Heat lamps are commonly used to warm livestock. They are also a common cause of barn burnings. So, please be very careful.


----------



## shagerman

i dont knowwhat you have in new york. but what i do is i have siftings. from when the corn dries in a dryer, i mix 14 --- 5 gallon buckets to 1 5 gallon bucket of 34% calf mix and 1 - 5 gallon bucket of 12% sweet feed in a mixer,, i have 3 calves ranging from 1 year to 4 months, all the hay they can eat, and a large scoop each for the calves, the sorgum molasses . they love it, it also has corn and oats in the mix,, i have very healthy calfs,


----------



## haypoint

I think I understand that you are mixing "siftings" at a 7 to 1 ratio with calf feed and sweet feed and raise healthy calves.
I've seen screenings/siftings that were mostly cracked or milled corn. I've seen screenings/siftings that were mostly pieces of cob. In a wet year, like this past season, corn can have a fair amount of mold on it. As drying corn is tumbled, mold spores could accumulate in the siftings.
I'm just saying there is a wide variance in just what siftings are.

I missed what minerals you were adding to the mix and at what amount. Around here, we have to up the selenium levels as well. 

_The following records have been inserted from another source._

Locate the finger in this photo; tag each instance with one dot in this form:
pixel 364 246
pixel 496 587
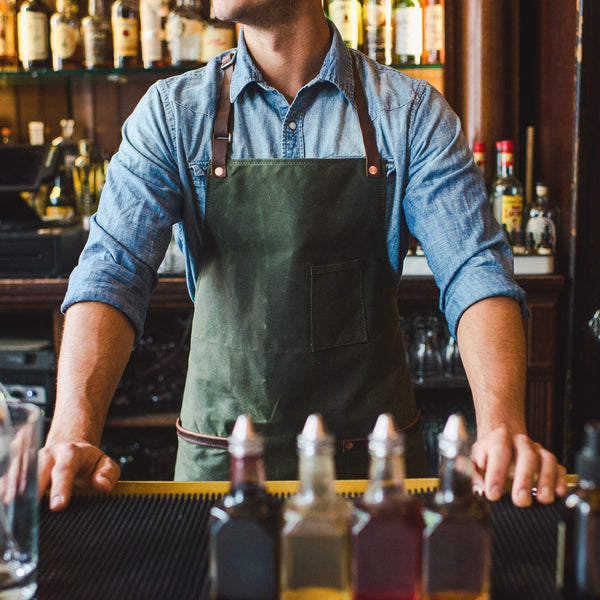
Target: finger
pixel 527 465
pixel 547 478
pixel 499 457
pixel 106 474
pixel 45 464
pixel 561 481
pixel 479 458
pixel 63 475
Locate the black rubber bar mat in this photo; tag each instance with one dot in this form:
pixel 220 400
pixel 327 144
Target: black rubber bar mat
pixel 155 547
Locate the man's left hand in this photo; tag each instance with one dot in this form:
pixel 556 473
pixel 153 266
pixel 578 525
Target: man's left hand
pixel 501 455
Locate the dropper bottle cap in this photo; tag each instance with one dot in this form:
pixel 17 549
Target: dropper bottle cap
pixel 587 460
pixel 244 441
pixel 385 439
pixel 314 439
pixel 454 440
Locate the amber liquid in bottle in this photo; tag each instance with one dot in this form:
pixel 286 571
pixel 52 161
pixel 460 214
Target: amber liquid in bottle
pixel 125 20
pixel 457 540
pixel 244 529
pixel 33 33
pixel 315 536
pixel 388 525
pixel 65 37
pixel 96 32
pixel 378 26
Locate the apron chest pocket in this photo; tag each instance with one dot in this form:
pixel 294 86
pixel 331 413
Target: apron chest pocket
pixel 338 316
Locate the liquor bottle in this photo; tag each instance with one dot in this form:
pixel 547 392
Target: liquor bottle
pixel 217 37
pixel 347 17
pixel 33 34
pixel 388 524
pixel 433 32
pixel 315 534
pixel 36 133
pixel 96 32
pixel 378 27
pixel 581 526
pixel 7 136
pixel 541 219
pixel 62 201
pixel 244 527
pixel 65 37
pixel 86 182
pixel 153 17
pixel 457 542
pixel 507 191
pixel 185 27
pixel 479 156
pixel 9 60
pixel 66 143
pixel 125 21
pixel 409 32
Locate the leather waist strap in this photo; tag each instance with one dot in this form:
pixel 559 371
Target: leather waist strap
pixel 200 439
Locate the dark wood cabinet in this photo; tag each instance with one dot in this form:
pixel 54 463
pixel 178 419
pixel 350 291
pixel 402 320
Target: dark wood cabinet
pixel 416 293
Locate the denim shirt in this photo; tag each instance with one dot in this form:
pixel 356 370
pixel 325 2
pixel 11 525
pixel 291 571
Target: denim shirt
pixel 157 179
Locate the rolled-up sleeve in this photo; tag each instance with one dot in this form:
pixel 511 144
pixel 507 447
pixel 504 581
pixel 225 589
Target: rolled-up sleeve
pixel 448 211
pixel 131 230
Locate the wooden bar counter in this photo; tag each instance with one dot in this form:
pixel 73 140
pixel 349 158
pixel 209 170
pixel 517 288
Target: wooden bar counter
pixel 148 540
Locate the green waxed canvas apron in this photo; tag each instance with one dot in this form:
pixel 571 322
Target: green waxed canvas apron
pixel 295 311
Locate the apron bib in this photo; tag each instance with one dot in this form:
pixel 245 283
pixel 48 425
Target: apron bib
pixel 295 312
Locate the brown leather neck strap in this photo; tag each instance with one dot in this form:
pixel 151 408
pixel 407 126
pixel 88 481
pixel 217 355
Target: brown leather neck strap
pixel 223 126
pixel 222 129
pixel 366 126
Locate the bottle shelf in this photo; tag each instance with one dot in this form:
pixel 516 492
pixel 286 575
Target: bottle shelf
pixel 35 76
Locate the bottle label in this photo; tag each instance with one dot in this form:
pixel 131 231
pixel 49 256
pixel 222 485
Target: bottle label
pixel 512 212
pixel 216 40
pixel 434 27
pixel 60 212
pixel 7 34
pixel 126 38
pixel 346 14
pixel 96 47
pixel 32 35
pixel 63 40
pixel 185 39
pixel 409 31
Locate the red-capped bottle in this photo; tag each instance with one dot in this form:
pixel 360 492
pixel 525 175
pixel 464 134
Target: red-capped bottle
pixel 507 192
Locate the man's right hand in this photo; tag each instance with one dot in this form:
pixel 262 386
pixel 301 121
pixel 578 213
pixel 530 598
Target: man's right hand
pixel 62 465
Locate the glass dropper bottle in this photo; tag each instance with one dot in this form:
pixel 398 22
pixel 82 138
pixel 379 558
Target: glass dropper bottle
pixel 457 541
pixel 244 529
pixel 388 524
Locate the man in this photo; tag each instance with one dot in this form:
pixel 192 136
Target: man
pixel 293 171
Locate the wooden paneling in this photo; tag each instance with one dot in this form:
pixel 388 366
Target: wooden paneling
pixel 483 70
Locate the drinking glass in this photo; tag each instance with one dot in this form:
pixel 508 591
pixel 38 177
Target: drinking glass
pixel 20 424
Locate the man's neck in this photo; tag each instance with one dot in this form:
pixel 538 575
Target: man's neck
pixel 290 55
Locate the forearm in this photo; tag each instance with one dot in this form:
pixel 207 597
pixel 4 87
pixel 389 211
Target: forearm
pixel 95 347
pixel 492 347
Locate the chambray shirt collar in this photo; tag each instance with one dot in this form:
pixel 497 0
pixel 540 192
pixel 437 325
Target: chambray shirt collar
pixel 336 68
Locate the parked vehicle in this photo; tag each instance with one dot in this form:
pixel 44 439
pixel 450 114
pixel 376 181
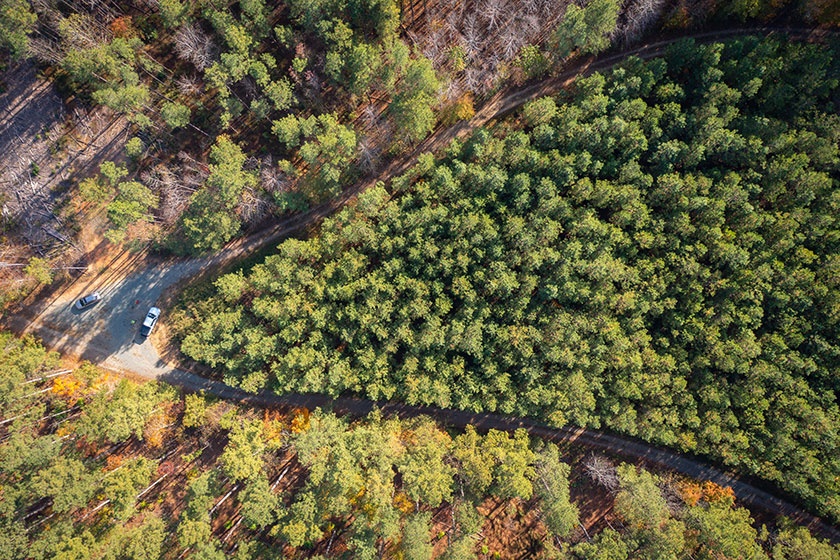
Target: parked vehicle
pixel 150 321
pixel 88 300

Molasses helps hold down dust, keeps minerals from settling and insure the calves eat their entire ration.


----------



## farmerjon

Sorry it took so long to get back. 

He is a Brown Swiss. 
He is 16 Weeks +-
He has been wormed. 

As of right now he has all the Hay he can eat and I have been feeding him the calf feed from TS they want him fed. I have been also sneaking in some sweet feed. He seems to be doing much better. He is in one of my stalls. about 12X12 and we put a hut with a heat lamp to keep him warm. He seems to be doing well. Now if we can get him bulked up a bit we will be much better. Its been a busy few days. For Christmas my Mrs. found me a couple of Pygmy Goats so I have been busy goat proofing a stall. Building a new coop for the pigeons and thawing water lines. I love winter.


----------



## Allen W

A calf that size needs good high quality feed and hay.


----------